Caramel Banana Pecan Cake
Ingredients
- BANANA CAKE
- 2 1/4 cups sifted cake flour** To make Cake flour for every one cup of all purpose flour remove 2 tablespoons of flour and re fill with 2 tablespoons of corn starch.
- 1/4 teaspoon baking powder
- 3/4 teaspoon baking soda
- 1/2 teaspoon salt
- 1 1/4 cups sugar
- 1/2 cup butter
- 2 eggs
- 2 ripe bananas mashed
- 1 teaspoon vanilla
- 1/4 cup plain yogurt
- 1/4 cup finely chopped pecans (if desired)
CRUMB TOPPING- 1/2 cup brown sugar
- 1/4 cup + 2 tablespoons all purpose flour
- 3 tablespoons butter melted
- 1/4 cup finely chopped pecans
Instructions- Pre-heat oven to 350° and grease and flour an 8 inch cake pan.
- In a large bowl sift together flour, baking powder, baking soda and salt.

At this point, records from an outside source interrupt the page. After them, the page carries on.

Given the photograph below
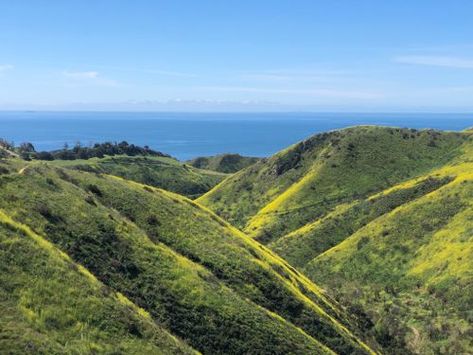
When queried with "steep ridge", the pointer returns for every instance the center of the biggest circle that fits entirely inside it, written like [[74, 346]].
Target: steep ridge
[[304, 244], [196, 275], [163, 172], [50, 305], [310, 179]]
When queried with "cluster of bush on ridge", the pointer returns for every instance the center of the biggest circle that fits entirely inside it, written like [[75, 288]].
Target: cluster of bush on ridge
[[98, 150]]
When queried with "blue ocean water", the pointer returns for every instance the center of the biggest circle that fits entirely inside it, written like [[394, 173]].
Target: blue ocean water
[[188, 135]]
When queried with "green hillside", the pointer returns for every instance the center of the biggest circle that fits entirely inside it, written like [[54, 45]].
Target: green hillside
[[224, 163], [159, 171], [310, 179], [411, 269], [51, 305], [196, 276], [381, 218]]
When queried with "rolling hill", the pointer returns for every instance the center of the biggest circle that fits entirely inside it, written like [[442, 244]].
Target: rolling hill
[[176, 271], [224, 163], [159, 171], [380, 217], [306, 181]]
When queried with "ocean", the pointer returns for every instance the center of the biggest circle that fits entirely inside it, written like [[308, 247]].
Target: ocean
[[188, 135]]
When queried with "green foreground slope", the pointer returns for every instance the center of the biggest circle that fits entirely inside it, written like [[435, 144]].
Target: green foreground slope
[[163, 172], [411, 269], [194, 274], [380, 217]]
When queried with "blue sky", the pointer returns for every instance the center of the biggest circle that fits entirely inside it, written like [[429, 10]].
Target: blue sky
[[336, 55]]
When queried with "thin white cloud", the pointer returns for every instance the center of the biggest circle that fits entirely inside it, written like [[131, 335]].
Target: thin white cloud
[[438, 61], [88, 77]]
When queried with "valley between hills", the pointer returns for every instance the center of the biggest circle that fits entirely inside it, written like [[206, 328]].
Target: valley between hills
[[354, 241]]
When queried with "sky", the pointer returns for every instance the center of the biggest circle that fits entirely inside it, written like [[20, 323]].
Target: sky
[[237, 55]]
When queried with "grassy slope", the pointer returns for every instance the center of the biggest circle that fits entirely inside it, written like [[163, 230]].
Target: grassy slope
[[224, 163], [199, 277], [308, 180], [163, 172], [50, 305], [411, 268]]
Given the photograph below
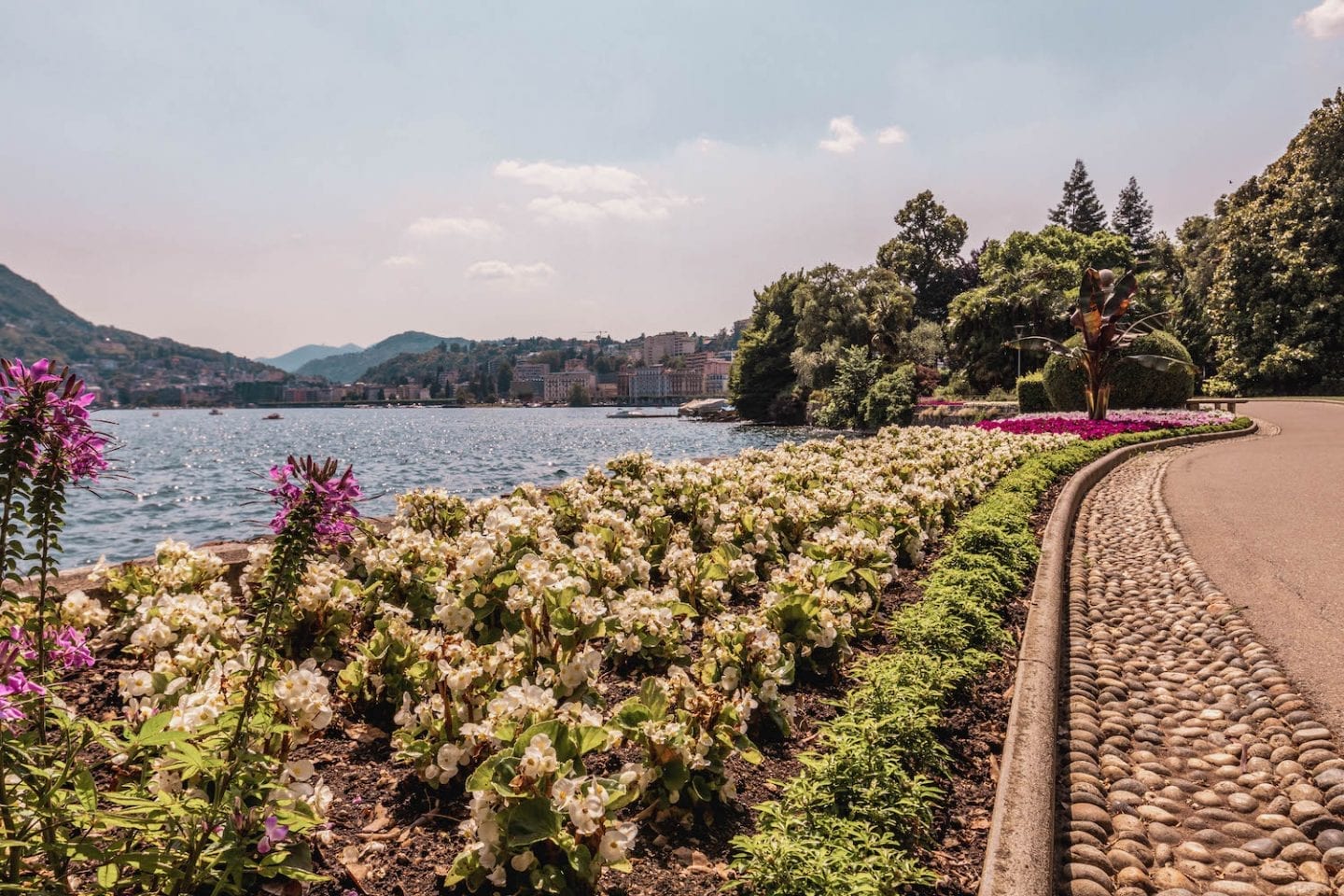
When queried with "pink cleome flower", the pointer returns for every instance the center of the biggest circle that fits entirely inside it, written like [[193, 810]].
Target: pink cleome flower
[[315, 493]]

Set aside.
- In a large bowl cream together butter and sugar until light add eggs one at a time and beat.
- In a large bowl with a wooden spoon combine bananas, vanilla and yogurt.
- Alternately add the flour mixture and banana mixture to the butter mixture. Combine until smooth.

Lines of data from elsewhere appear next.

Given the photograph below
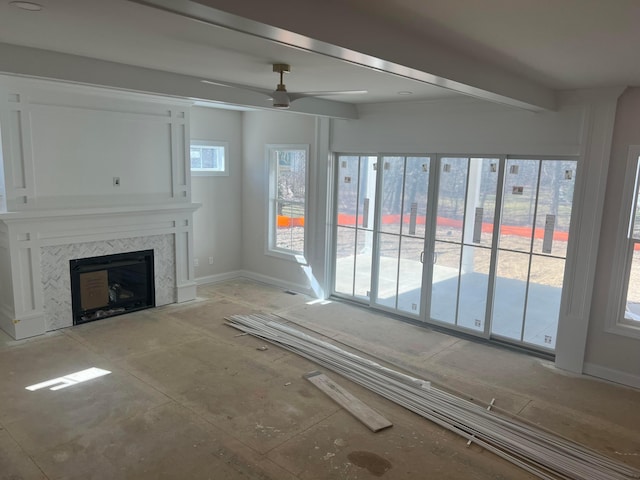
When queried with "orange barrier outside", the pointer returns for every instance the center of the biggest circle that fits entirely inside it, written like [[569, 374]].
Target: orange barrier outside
[[350, 220]]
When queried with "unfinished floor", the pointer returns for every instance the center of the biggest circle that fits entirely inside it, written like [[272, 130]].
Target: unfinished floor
[[189, 399]]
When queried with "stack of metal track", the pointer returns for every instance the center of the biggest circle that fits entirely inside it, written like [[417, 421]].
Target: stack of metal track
[[539, 452]]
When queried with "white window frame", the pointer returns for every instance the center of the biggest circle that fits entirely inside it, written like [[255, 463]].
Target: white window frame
[[272, 191], [616, 321], [209, 172]]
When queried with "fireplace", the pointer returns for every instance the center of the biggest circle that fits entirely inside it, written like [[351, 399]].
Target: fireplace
[[110, 285]]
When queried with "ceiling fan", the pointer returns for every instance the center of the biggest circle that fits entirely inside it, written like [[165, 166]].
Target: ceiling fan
[[280, 97]]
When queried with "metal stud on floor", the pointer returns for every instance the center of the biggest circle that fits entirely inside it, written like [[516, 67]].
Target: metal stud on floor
[[547, 456]]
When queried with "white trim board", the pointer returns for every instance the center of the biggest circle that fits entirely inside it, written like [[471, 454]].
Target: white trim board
[[257, 277], [612, 375], [219, 277]]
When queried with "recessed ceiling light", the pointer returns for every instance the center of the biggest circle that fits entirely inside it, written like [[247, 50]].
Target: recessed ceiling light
[[30, 6]]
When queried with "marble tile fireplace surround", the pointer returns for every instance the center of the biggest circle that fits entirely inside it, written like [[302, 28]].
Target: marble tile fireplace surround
[[36, 247]]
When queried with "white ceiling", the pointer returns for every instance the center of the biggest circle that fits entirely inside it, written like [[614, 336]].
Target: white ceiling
[[546, 44]]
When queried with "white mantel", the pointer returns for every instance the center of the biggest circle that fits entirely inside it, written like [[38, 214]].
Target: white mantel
[[36, 246], [88, 171]]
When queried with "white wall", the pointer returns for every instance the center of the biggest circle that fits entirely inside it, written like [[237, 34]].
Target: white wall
[[581, 127], [64, 144], [609, 354], [460, 126], [260, 129], [217, 224]]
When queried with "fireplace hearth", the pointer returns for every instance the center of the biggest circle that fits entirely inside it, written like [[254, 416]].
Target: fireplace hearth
[[111, 285]]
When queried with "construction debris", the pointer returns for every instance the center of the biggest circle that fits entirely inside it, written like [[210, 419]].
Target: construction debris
[[543, 454], [372, 419]]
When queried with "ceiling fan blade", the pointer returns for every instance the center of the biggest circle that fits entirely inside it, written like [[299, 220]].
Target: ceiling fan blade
[[299, 95], [262, 91], [330, 93]]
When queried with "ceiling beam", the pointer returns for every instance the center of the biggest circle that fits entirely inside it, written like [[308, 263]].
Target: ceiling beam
[[34, 62], [331, 28]]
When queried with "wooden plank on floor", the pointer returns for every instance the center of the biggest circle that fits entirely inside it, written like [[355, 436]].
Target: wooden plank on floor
[[372, 419]]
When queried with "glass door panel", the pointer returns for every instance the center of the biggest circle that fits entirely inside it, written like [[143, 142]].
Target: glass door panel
[[401, 229], [536, 214], [444, 283], [466, 197], [410, 275], [510, 294], [355, 199], [543, 301], [388, 263], [518, 204], [345, 258], [474, 284], [555, 198], [451, 198]]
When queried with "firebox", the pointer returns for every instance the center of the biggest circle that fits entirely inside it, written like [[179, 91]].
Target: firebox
[[111, 285]]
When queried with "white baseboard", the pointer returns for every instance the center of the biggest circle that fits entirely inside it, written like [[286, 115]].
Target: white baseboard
[[258, 277], [276, 282], [612, 375], [219, 277]]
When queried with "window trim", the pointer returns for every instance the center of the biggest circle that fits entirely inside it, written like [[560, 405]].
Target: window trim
[[270, 248], [616, 322], [209, 172]]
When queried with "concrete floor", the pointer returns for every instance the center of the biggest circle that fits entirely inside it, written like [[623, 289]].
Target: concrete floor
[[188, 399]]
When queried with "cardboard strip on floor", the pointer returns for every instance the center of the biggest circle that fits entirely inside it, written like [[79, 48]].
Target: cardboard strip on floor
[[356, 407], [543, 454]]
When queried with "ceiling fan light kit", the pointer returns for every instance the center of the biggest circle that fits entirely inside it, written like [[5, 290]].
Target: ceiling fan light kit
[[280, 97]]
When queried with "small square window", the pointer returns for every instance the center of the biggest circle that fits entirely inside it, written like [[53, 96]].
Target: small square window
[[209, 158]]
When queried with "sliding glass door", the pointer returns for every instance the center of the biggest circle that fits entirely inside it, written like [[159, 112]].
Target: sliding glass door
[[400, 233], [463, 230], [474, 243]]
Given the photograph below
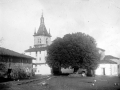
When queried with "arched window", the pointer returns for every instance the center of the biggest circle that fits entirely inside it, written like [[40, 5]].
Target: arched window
[[46, 40], [39, 40]]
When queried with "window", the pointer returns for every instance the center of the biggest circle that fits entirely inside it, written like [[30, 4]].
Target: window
[[46, 40], [40, 58], [39, 40]]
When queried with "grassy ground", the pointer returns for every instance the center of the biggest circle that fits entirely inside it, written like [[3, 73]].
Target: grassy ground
[[71, 83]]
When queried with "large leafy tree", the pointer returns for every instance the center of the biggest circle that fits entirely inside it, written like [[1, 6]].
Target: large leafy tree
[[75, 50]]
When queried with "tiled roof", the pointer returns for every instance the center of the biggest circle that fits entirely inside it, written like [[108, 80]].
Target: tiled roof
[[8, 52], [107, 62], [108, 57], [36, 49]]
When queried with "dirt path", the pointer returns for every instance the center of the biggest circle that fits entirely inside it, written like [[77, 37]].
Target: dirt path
[[71, 83]]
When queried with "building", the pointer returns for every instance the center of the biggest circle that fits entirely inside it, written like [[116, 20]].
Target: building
[[109, 65], [42, 39], [14, 60]]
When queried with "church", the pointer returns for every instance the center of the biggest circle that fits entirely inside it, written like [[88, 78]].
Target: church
[[42, 39]]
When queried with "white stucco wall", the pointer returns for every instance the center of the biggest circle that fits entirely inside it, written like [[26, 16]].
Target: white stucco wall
[[110, 69]]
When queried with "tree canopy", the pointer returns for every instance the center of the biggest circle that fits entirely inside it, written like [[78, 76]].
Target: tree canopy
[[75, 50]]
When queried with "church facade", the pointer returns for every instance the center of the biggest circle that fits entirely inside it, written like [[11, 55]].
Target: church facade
[[42, 39]]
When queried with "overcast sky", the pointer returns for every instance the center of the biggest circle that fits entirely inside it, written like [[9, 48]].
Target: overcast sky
[[98, 18]]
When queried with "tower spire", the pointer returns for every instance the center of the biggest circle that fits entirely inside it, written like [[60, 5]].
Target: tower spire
[[35, 31], [42, 18]]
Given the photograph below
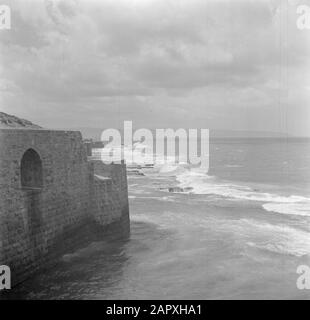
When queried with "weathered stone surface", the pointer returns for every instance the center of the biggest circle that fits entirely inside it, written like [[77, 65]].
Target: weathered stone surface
[[73, 193]]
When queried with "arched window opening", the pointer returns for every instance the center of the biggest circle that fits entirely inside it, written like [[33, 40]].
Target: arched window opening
[[31, 170]]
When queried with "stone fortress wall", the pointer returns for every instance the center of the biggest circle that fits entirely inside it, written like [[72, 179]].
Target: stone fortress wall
[[51, 192]]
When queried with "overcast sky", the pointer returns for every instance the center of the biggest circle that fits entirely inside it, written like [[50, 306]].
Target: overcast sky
[[239, 65]]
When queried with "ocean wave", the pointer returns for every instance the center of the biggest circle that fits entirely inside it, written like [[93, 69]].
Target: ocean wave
[[279, 239], [197, 182]]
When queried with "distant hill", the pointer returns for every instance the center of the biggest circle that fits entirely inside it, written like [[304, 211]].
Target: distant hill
[[8, 121]]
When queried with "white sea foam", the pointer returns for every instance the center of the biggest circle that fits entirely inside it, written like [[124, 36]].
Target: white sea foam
[[200, 183]]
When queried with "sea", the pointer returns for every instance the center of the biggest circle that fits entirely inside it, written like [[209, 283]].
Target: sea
[[238, 230]]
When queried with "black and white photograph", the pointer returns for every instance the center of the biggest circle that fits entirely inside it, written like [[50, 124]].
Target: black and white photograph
[[154, 150]]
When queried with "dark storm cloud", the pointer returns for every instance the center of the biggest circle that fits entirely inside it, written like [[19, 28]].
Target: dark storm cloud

- Pour half the batter into the prepared cake pan and top with half the crumb topping, cover with remaining batter and top with remaining crumb topping. Bake for approximately 50-60 minutes, test doneness with a toothpick. Let cool completely, drizzle with Caramel. Enjoy!
CRUMB TOPPING- In a medium bowl with a fork combine, sugar, flour and nuts, stir in melted butter until crumbly.
CARAMEL TOPPING- Drizzle favourite caramel topping, store bought or melted caramels.